Early Child Care and Children’s Development in the Primary Grades:

Follow-Up Results from the NICHD Study of Early Child Care

Presented at the Society for Research in Child Development, Atlanta GA

April 2005

Deborah Lowe Vandell, Vandell, D. L., Margaret Burchinal, Jay Belsky, Margaret Tresch Owen, Sarah L. Friedman, K. Alison Clarke-Stewart, Kathleen McCartney, & Marsha Weinraub

on behalf of the NICHD Early Child Care Research Network

SLIDE 1: TITLE

Today I will be presenting the latest installment of findings from the NICHD Study of Early Child Care and Youth Development. The co-authors of today’s presentation can be seen on this first slide.

SLIDE 2: NETWORK MEMBERS

We are presenting on behalf of the NICHD Early Child Care Research Network whose names can be seen on this slide.

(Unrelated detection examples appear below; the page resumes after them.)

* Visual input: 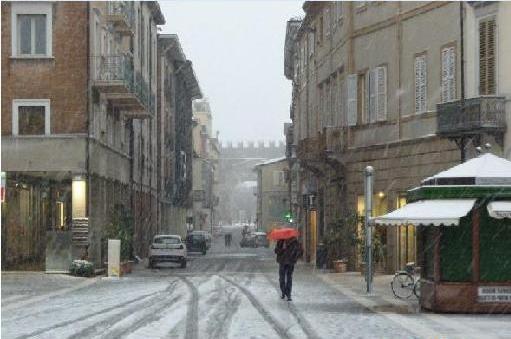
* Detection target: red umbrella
[268,227,300,240]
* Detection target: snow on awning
[487,201,511,219]
[372,199,476,226]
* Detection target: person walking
[275,237,303,301]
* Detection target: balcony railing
[106,1,135,34]
[437,96,506,137]
[94,55,155,118]
[94,55,133,92]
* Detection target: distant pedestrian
[275,237,303,301]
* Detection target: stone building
[254,157,292,232]
[285,1,511,272]
[1,1,202,271]
[193,99,219,230]
[216,141,285,225]
[158,34,202,237]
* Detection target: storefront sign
[477,286,511,303]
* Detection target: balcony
[94,55,154,119]
[106,1,135,34]
[437,96,506,138]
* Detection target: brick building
[1,1,201,271]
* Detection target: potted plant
[106,204,134,275]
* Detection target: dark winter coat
[275,238,303,265]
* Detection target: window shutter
[309,32,314,56]
[346,74,358,126]
[415,55,427,113]
[448,47,456,101]
[325,7,330,36]
[375,67,387,121]
[273,171,280,186]
[362,70,372,124]
[479,18,496,95]
[441,47,456,102]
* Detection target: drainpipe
[459,1,467,163]
[85,2,91,265]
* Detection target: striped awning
[372,199,476,226]
[487,201,511,219]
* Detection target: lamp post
[364,166,374,294]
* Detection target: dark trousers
[279,264,295,297]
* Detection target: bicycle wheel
[390,272,413,299]
[413,279,421,299]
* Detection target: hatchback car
[149,235,187,268]
[190,231,211,250]
[186,232,208,255]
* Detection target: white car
[149,235,187,268]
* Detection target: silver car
[149,235,187,268]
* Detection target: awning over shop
[488,201,511,219]
[372,199,476,226]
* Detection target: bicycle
[390,262,420,299]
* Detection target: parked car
[240,233,256,247]
[191,231,211,250]
[149,235,187,268]
[254,232,270,248]
[186,232,208,255]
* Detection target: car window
[154,237,181,245]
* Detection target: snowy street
[2,228,511,338]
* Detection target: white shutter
[415,55,427,113]
[374,67,387,121]
[447,47,456,101]
[338,78,347,126]
[442,47,456,102]
[309,32,314,56]
[368,68,378,123]
[325,7,330,36]
[362,70,371,124]
[273,171,280,186]
[346,74,358,126]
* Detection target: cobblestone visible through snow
[2,227,511,339]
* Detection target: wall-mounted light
[71,176,87,219]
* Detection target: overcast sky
[160,0,303,142]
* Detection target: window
[415,54,428,113]
[334,1,342,28]
[346,74,358,126]
[273,171,286,186]
[479,17,497,95]
[309,32,314,57]
[359,67,387,124]
[12,99,50,135]
[441,47,456,102]
[318,17,324,45]
[11,2,52,57]
[325,5,330,36]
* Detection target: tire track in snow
[71,280,177,338]
[220,275,290,339]
[179,277,199,339]
[16,286,174,339]
[207,277,241,339]
[98,295,182,339]
[264,274,320,339]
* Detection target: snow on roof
[239,180,257,188]
[373,199,476,226]
[255,157,286,167]
[425,153,511,185]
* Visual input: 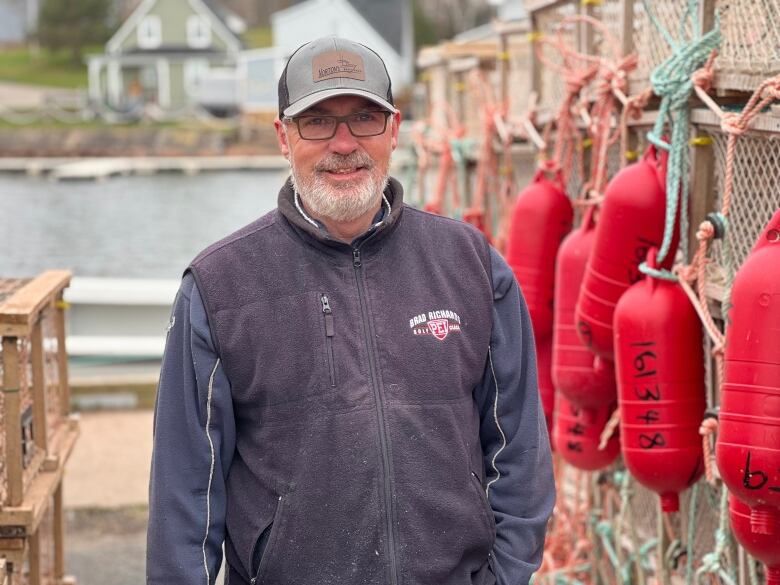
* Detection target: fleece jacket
[147,179,555,585]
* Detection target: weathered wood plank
[0,270,71,327]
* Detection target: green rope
[696,487,737,585]
[685,481,701,585]
[642,0,721,263]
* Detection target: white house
[88,0,243,111]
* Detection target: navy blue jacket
[147,180,555,585]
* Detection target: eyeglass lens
[296,111,389,140]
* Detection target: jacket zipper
[352,246,398,585]
[320,293,336,387]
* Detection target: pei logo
[409,309,460,341]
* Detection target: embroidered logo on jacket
[409,309,460,341]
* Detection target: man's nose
[328,121,358,154]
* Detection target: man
[147,38,555,585]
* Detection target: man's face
[275,96,400,222]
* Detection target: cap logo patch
[311,51,366,83]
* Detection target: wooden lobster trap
[0,271,78,585]
[588,0,780,94]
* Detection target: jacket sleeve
[475,248,555,585]
[146,274,235,585]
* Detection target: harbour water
[0,170,286,279]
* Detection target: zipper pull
[320,295,333,314]
[320,294,334,337]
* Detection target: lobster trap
[0,271,78,585]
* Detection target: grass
[242,26,274,49]
[0,47,103,89]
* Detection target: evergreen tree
[38,0,111,62]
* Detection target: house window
[184,59,209,97]
[138,14,162,49]
[187,14,211,49]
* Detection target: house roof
[347,0,406,54]
[106,0,244,53]
[283,0,409,55]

SLIDE 3:  QUESTIONS SPARKED BY SEVERAL FACTORS

Questions about long-term effects of early child care are of great interest to parents, educators, and policy makers as well as developmentalists. These questions have been raised in part because of the large numbers of children who are in child care and in part because there is a lack of agreement about the impact of these experiences. Understanding the conditions under which early child care is associated with children’s functioning has been a primary aim of the NICHD Study of Early Child Care since its inception in the early 1990s.